# Found a cheap Firepan - you think this will work?



## slickhorn (Dec 15, 2005)

Amazon.com: Excellante Full Size 4-Inch Deep 24 Gauge Anti Jam Pans: Home & Kitchen

Full size steam table pan. Light, cheap, compliant. 

Set it on some rocks to elevate it.


----------



## The Mogur (Mar 1, 2010)

slickhorn said:


> Set it on some rocks to elevate it.


You'll need something better than rocks in some jurisdictions. Grand Canyon specifically prohibits using rocks to elevate the fire pan. I guess they think it might be unstable.


----------



## RockRider (Dec 26, 2008)

Slickhorn great suggestion, I will go that route. Mogur no Grand Canyon - or any National Park areas for that matter, at least this year - got my four legged companions. I think the steam pan will work for now. Although I kind of like the target firepit one for a campsite.


----------



## TriBri1 (Nov 15, 2011)

slickhorn said:


> Amazon.com: Excellante Full Size 4-Inch Deep 24 Gauge Anti Jam Pans: Home & Kitchen
> 
> Full size steam table pan. Light, cheap, compliant.
> 
> Set it on some rocks to elevate it.


If you get two of these, you put one face down on the ground and the second on top for the fire, then there is no need for rocks to keep it off the ground.
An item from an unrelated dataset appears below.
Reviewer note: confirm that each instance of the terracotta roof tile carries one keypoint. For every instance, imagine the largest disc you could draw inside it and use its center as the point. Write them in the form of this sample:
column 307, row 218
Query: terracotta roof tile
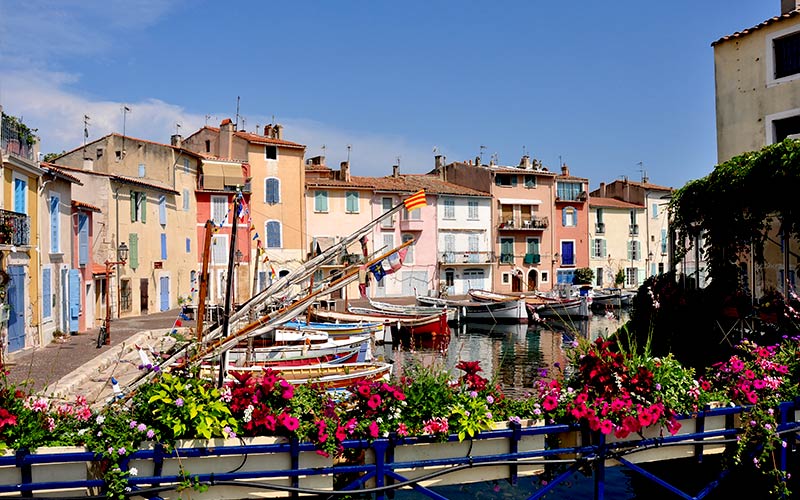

To stow it they can nest.


----------



## Avatard (Apr 29, 2011)

TriBri1 said:


> If you get two of these, you put one face down on the ground and the second on top for the fire, then there is no need for rocks to keep it off the ground. To stow it they can nest.


What is this????

A firepan for ANTS? It needs to be at least THREE TIMES BIGGER!

WIlson, look at this tiny fire i have created for you!!!


----------



## Rojo (May 31, 2012)

*Packet pan...*

Anyone ever use a disposable aluminum baking pan as a fire pan for self-support kayak trips?
I folded one up the other day 12"x18"x6" and set it aside, but have never burned in one or tried to pass inspection with one.


----------



## LSB (Mar 23, 2004)

I sometimes use one of those cheap round grills without the legs. I cant find a pic of one but it's one of the 2' shallow round charcoal grills without a top like they sell at Wlamart for about 10$. Set it on some rocks to elevate.


----------



## hojo (Jun 26, 2008)

Avatard said:


> What is this????
> 
> A firepan for ANTS? It needs to be at least THREE TIMES BIGGER!
> 
> WIlson, look at this tiny fire i have created for you!!!


My name is Voit.


----------



## hojo (Jun 26, 2008)

I'd go with this: http://www.finnovations.org/ Click on the firepan image.


----------



## The Mogur (Mar 1, 2010)

Rojo said:


> Anyone ever use a disposable aluminum baking pan as a fire pan for self-support kayak trips?
> I folded one up the other day 12"x18"x6" and set it aside, but have never burned in one or tried to pass inspection with one.


Aluminum will melt in a wood fire.


----------



## okieboater (Oct 19, 2004)

I have a full size fire pan but it is a pain to carry.

Looked at the steam table units and do they look good.

Only problem is Grand Canyon regulations call for a size of 300 square inches if I read the regs correctly.

Again, not in food service but looks to me that the standard steam table opening is something like 20 by 12 inches which is 240 sq inches not big enough for the gold standard Grand Canyon regs.


----------



## BilloutWest (Jan 25, 2013)

hojo said:


> I'd go with this: http://www.finnovations.org/ Click on the firepan image.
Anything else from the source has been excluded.